Gasoline-powered vehicles currently contribute the largest share of US greenhouse gas emissions, necessitating a shift towards cleaner transportation alternatives. The new standards are predicted to save nearly 70 billion gallons of gasoline by 2050, preventing over 710 million metric tons of carbon dioxide emissions by midcentury, according to estimates from the administration.
Transportation Secretary Pete Buttigieg highlighted the benefits of the new standards, stating that they will not only save Americans money on fuel costs, but also reduce harmful pollution and decrease reliance on foreign oil. The Biden administration projects that car owners will save more than $600 in gasoline expenses over the lifetime of their vehicle.
To align with the new rules, the NHTSA worked in tandem with the Environmental Protection Agency (EPA) to ensure that regulations for tailpipe emissions are also tightened. In instances where there are discrepancies, automakers will likely have to adhere to the more stringent regulation.
While the Biden administration's push for EVs has garnered support from the United Auto Workers union, concerns have been raised regarding potential job losses. The union, which has endorsed President Biden, emphasized the importance of ensuring that the transition to electric vehicles does not harm employment rates and advocated for top wages for workers involved in EV and battery production.

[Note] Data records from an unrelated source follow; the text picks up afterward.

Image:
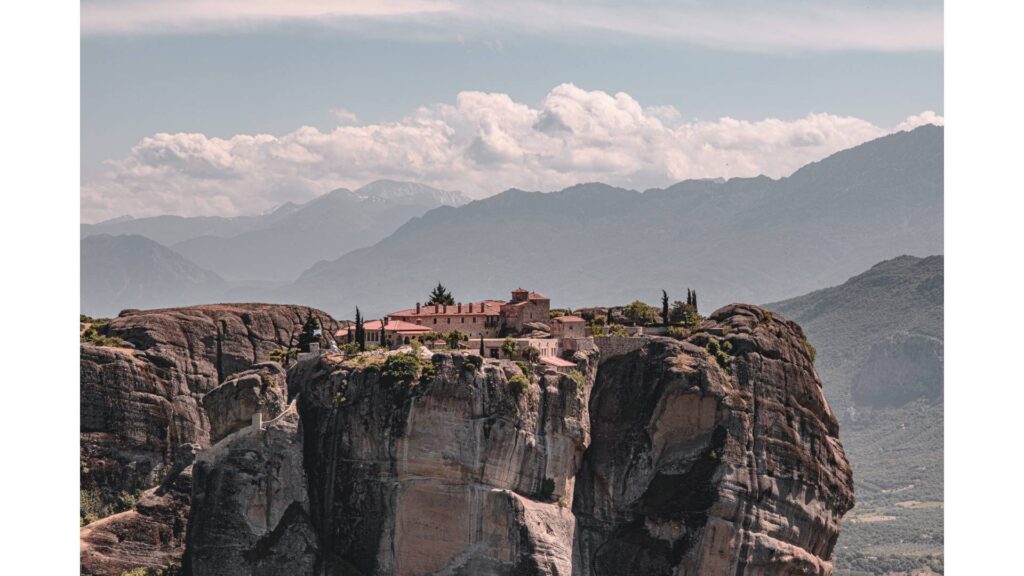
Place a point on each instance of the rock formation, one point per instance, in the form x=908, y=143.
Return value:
x=460, y=472
x=152, y=535
x=141, y=402
x=716, y=455
x=710, y=455
x=250, y=512
x=230, y=406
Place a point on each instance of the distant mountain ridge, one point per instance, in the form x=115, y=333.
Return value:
x=276, y=246
x=133, y=272
x=879, y=338
x=741, y=240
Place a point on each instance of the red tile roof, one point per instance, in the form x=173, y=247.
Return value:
x=568, y=319
x=392, y=326
x=491, y=307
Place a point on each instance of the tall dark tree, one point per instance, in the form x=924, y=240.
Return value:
x=665, y=309
x=440, y=295
x=308, y=334
x=360, y=331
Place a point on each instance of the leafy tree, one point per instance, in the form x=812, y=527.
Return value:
x=640, y=313
x=531, y=355
x=403, y=368
x=665, y=307
x=454, y=337
x=509, y=347
x=440, y=295
x=519, y=384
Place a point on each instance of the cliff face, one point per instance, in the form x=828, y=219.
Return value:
x=457, y=474
x=705, y=463
x=713, y=455
x=250, y=511
x=140, y=403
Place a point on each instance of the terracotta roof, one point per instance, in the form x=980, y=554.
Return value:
x=392, y=326
x=491, y=307
x=568, y=319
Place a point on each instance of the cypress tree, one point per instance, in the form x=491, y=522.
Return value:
x=440, y=295
x=665, y=309
x=306, y=336
x=360, y=333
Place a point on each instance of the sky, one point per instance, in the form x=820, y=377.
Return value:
x=228, y=108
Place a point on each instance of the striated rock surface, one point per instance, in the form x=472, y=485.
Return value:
x=230, y=406
x=712, y=463
x=140, y=403
x=250, y=507
x=459, y=472
x=713, y=455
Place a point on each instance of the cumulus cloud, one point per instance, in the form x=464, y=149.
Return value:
x=733, y=25
x=480, y=145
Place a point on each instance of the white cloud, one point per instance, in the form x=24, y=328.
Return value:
x=732, y=25
x=480, y=145
x=927, y=117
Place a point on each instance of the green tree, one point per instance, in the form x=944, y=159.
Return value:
x=509, y=346
x=665, y=309
x=640, y=313
x=440, y=295
x=308, y=334
x=454, y=337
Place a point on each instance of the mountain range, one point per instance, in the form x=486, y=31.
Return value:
x=735, y=241
x=879, y=338
x=133, y=272
x=759, y=239
x=275, y=247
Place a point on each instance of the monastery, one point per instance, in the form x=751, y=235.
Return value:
x=486, y=323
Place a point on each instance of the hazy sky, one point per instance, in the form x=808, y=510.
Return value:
x=225, y=107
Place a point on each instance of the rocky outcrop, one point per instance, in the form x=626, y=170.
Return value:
x=716, y=455
x=467, y=468
x=898, y=369
x=230, y=406
x=250, y=510
x=151, y=535
x=711, y=455
x=139, y=403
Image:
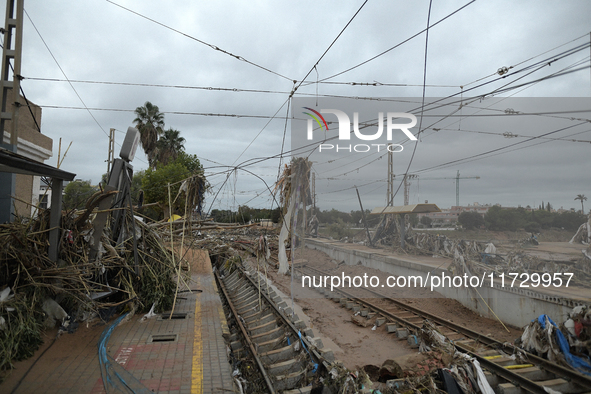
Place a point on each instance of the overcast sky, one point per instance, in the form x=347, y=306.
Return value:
x=101, y=42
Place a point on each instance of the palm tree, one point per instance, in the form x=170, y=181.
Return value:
x=582, y=198
x=168, y=146
x=149, y=122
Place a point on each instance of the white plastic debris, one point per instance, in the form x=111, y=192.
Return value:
x=150, y=314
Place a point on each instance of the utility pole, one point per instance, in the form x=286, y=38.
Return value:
x=407, y=179
x=406, y=189
x=9, y=100
x=390, y=191
x=458, y=189
x=363, y=216
x=111, y=150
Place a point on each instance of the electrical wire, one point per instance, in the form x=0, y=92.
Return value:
x=397, y=45
x=64, y=74
x=214, y=47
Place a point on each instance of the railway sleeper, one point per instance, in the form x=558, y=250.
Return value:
x=277, y=355
x=558, y=384
x=266, y=327
x=273, y=344
x=289, y=381
x=269, y=335
x=240, y=301
x=287, y=367
x=259, y=321
x=251, y=316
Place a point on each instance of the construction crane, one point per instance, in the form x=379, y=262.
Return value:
x=457, y=178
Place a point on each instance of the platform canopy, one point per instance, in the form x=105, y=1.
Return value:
x=403, y=209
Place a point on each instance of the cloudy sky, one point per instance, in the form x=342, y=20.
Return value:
x=224, y=105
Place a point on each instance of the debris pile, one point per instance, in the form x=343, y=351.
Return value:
x=133, y=275
x=439, y=367
x=294, y=193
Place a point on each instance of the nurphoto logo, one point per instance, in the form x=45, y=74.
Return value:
x=345, y=130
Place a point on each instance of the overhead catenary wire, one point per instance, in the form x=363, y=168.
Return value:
x=397, y=45
x=64, y=73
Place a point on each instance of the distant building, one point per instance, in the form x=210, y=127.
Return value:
x=33, y=145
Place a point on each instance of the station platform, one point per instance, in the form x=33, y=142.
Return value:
x=186, y=354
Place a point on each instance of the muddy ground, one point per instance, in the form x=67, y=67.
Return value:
x=358, y=346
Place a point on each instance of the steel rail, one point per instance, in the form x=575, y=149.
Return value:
x=293, y=328
x=245, y=335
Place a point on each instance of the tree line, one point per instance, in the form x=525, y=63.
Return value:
x=502, y=219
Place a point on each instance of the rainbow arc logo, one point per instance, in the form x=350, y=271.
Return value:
x=316, y=118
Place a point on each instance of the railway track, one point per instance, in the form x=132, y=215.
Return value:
x=290, y=360
x=504, y=373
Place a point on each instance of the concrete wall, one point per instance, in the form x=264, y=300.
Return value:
x=34, y=145
x=516, y=306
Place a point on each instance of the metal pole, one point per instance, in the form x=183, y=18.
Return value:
x=402, y=230
x=9, y=98
x=458, y=189
x=363, y=216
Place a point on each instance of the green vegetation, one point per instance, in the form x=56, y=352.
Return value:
x=245, y=214
x=471, y=220
x=155, y=185
x=499, y=219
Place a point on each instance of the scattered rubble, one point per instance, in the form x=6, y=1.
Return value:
x=37, y=292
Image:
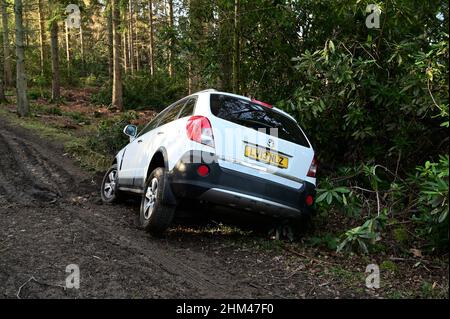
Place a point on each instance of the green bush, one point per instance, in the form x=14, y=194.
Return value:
x=432, y=217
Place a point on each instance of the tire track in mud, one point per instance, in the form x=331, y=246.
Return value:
x=40, y=185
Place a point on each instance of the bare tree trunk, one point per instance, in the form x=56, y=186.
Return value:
x=82, y=47
x=152, y=44
x=21, y=79
x=110, y=45
x=42, y=35
x=56, y=89
x=125, y=52
x=131, y=35
x=137, y=46
x=171, y=38
x=67, y=50
x=236, y=48
x=7, y=69
x=117, y=99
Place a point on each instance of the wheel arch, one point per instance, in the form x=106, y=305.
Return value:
x=159, y=159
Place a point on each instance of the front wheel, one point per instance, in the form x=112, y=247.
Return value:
x=109, y=190
x=155, y=216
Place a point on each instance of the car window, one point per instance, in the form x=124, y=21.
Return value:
x=172, y=112
x=255, y=116
x=188, y=108
x=166, y=116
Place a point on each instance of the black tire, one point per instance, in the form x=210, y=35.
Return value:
x=157, y=217
x=109, y=190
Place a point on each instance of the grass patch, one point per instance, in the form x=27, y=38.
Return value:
x=76, y=146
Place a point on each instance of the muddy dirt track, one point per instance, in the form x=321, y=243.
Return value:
x=51, y=216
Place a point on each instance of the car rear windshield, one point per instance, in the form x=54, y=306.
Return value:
x=255, y=116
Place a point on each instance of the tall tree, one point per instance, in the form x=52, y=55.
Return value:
x=170, y=4
x=110, y=43
x=42, y=35
x=56, y=88
x=7, y=69
x=152, y=43
x=68, y=58
x=131, y=35
x=21, y=78
x=117, y=99
x=236, y=47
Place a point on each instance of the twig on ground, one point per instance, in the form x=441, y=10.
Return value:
x=308, y=257
x=38, y=282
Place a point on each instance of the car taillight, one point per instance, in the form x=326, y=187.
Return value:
x=313, y=168
x=309, y=200
x=198, y=129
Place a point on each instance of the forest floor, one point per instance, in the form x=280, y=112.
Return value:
x=51, y=216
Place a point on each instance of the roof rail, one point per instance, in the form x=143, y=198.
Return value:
x=207, y=90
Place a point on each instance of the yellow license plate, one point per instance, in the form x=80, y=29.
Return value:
x=263, y=155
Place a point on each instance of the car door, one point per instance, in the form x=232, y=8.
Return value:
x=153, y=140
x=135, y=151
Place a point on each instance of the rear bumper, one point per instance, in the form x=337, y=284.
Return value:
x=238, y=190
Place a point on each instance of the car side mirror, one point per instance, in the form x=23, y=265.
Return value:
x=131, y=131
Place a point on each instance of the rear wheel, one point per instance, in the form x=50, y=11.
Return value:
x=155, y=216
x=109, y=191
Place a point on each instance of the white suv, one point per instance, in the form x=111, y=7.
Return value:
x=220, y=148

Notably, the new fuel economy standards aim to incentivize the adoption of electric vehicles without completely disregarding the role of internal combustion vehicles. The Alliance for Automotive Innovation, a leading industry group, has cautiously welcomed the regulations, with its president and CEO, John Bozzella, acknowledging that the Biden administration has worked to align the corporate average fuel economy (CAFE) rules with recent federal tailpipe rules. Bozzella also questioned the need for CAFE standards in an increasingly electric vehicle-focused world.
However, environmental groups such as the Center for Biological Diversity have criticized the new rules as inadequate. They argue that the 2% annual improvement falls short of what is technologically feasible and allows automakers to continue producing vehicles that consume excessive amounts of fuel and contribute to pollution.
The new fuel economy regulations will undoubtedly shape the future of the automotive industry, pushing for increased electric vehicle adoption while allowing a mix of EVs, gas-electric hybrids, and efficiency improvements in gas and diesel vehicles to meet the requirements. As the world rapidly moves towards electrification, the Biden administration's focus on reducing emissions and promoting sustainable transportation remains a key priority.